Rep: Retno Wulandhari/ Red: Teguh Firmansyah
Nusron Wahid - Politisi Golkar
Foto: Republika/ Wihdan
Nusron Wahid - Politisi Golkar

REPUBLIKA.CO.ID, JAKARTA -- Anggota Komisi VI DPR Nusron Wahid berpendapat penilaian bahwa investasi Telkomsel ke Go To dan beberapa BUMN ke start up merugi hanya melihat pergerakan saham di bursa. Menurut Nusron, investasi ini harus dilihat jangka panjang.

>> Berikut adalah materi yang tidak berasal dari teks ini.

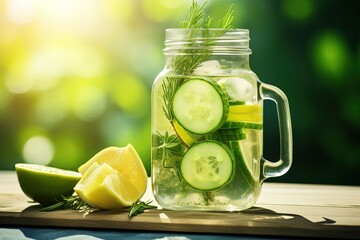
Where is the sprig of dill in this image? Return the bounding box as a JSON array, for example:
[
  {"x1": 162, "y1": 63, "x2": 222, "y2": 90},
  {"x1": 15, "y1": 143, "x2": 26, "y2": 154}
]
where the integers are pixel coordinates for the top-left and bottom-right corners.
[
  {"x1": 41, "y1": 195, "x2": 96, "y2": 217},
  {"x1": 128, "y1": 200, "x2": 157, "y2": 218},
  {"x1": 162, "y1": 0, "x2": 234, "y2": 122}
]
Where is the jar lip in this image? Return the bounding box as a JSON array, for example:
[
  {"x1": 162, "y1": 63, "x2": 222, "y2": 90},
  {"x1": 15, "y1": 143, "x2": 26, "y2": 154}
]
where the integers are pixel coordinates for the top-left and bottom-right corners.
[
  {"x1": 164, "y1": 28, "x2": 251, "y2": 55},
  {"x1": 165, "y1": 28, "x2": 250, "y2": 40}
]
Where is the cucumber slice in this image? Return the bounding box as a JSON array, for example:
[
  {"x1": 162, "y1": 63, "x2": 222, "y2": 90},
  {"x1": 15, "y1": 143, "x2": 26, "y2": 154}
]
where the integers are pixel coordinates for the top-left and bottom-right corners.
[
  {"x1": 180, "y1": 141, "x2": 235, "y2": 191},
  {"x1": 205, "y1": 128, "x2": 246, "y2": 142},
  {"x1": 173, "y1": 120, "x2": 195, "y2": 147},
  {"x1": 172, "y1": 78, "x2": 229, "y2": 134}
]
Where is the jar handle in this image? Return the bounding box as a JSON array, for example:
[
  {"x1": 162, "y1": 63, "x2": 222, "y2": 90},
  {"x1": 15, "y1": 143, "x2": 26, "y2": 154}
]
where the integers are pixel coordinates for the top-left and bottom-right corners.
[{"x1": 259, "y1": 83, "x2": 293, "y2": 181}]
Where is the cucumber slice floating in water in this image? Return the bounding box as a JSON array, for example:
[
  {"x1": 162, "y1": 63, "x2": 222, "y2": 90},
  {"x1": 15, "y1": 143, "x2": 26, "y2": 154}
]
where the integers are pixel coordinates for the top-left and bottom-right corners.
[
  {"x1": 180, "y1": 141, "x2": 235, "y2": 191},
  {"x1": 172, "y1": 78, "x2": 229, "y2": 134}
]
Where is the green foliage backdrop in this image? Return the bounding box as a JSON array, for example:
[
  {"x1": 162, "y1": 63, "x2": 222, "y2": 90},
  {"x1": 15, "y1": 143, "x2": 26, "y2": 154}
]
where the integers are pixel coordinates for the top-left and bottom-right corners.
[{"x1": 0, "y1": 0, "x2": 360, "y2": 185}]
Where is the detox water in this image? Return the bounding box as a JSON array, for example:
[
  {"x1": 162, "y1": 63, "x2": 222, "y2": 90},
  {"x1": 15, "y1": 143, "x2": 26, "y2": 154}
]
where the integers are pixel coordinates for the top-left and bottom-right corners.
[{"x1": 152, "y1": 69, "x2": 262, "y2": 211}]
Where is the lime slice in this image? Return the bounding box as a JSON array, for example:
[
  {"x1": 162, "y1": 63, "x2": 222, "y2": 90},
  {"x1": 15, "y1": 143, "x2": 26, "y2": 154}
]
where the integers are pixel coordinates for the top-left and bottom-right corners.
[
  {"x1": 15, "y1": 163, "x2": 81, "y2": 206},
  {"x1": 74, "y1": 144, "x2": 147, "y2": 209}
]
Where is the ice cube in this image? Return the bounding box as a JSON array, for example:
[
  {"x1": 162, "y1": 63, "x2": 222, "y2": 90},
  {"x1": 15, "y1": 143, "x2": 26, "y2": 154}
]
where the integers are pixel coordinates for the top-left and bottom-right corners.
[
  {"x1": 194, "y1": 60, "x2": 222, "y2": 76},
  {"x1": 218, "y1": 77, "x2": 255, "y2": 102}
]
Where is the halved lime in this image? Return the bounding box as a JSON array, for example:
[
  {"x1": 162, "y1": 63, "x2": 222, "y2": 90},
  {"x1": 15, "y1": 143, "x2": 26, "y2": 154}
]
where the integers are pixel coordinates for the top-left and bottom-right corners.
[{"x1": 15, "y1": 163, "x2": 81, "y2": 206}]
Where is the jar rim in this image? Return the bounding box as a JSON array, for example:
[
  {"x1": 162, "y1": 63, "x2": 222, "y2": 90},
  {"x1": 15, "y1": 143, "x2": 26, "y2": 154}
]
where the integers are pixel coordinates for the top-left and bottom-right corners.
[{"x1": 164, "y1": 28, "x2": 251, "y2": 55}]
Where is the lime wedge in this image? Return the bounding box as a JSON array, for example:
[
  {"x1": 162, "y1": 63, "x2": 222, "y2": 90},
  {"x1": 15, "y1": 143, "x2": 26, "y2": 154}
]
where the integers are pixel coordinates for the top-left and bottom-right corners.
[{"x1": 15, "y1": 163, "x2": 81, "y2": 206}]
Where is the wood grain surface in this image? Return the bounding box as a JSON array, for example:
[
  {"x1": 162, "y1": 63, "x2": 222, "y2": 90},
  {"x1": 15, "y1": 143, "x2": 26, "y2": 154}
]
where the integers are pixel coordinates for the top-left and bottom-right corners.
[{"x1": 0, "y1": 171, "x2": 360, "y2": 239}]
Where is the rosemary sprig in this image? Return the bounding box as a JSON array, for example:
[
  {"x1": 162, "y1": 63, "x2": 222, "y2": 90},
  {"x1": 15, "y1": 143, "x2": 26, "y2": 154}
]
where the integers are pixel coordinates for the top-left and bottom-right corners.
[
  {"x1": 128, "y1": 200, "x2": 157, "y2": 218},
  {"x1": 41, "y1": 195, "x2": 96, "y2": 217}
]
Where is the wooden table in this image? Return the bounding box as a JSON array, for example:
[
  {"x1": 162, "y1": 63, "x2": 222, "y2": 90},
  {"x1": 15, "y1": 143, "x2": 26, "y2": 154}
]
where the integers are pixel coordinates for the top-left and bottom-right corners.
[{"x1": 0, "y1": 171, "x2": 360, "y2": 239}]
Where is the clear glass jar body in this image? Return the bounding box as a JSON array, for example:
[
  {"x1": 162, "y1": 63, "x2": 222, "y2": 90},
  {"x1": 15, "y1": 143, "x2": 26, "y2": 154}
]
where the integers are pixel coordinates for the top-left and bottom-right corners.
[{"x1": 151, "y1": 29, "x2": 292, "y2": 211}]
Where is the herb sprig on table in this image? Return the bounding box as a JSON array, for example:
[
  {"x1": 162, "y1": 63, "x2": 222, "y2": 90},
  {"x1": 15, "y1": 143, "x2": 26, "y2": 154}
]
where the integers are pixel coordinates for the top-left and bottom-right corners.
[{"x1": 41, "y1": 195, "x2": 157, "y2": 218}]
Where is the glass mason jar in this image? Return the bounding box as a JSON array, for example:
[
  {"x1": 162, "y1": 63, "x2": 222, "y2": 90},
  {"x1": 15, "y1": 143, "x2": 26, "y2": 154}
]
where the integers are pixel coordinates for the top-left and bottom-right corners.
[{"x1": 151, "y1": 29, "x2": 292, "y2": 211}]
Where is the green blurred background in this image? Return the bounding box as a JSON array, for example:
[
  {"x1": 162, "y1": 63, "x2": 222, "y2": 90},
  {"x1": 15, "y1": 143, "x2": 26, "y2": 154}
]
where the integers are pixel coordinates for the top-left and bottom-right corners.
[{"x1": 0, "y1": 0, "x2": 360, "y2": 185}]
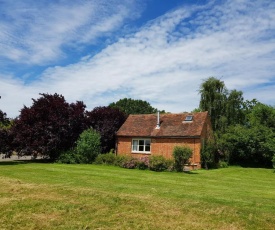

"Darimana dianggap rugi? Yang mengatakan rugi itu hanya pihak-pihak yang ingin mengacau iklim investasi digital di Indonesia. Harus di lihat waktu masuk harga berapa waktu jual harga berapa. Wong belum dijual kok sudah rugi dari mana? Yang penting kan fundamentalnya bagus. Masak harga sementara dibuat acuan. Ngawur itu," kata Nusron, Senin (30/5).

Baca Juga

Menurut Nusron, ada dua keuntungan dalam investasi Go To. Pertama, penjualan data Telkomsel masuk dalam ekosistem digital, sehingga omzet telkomsel naik. Kedua, harga waktu dijual nanti. "Kalau belum dijual ya jangan dianggap rugi dong. Saya yakin nanti pada saat harga tinggi pasti justru secara valuasi dan buku mendapat keuntungan," tegasnya.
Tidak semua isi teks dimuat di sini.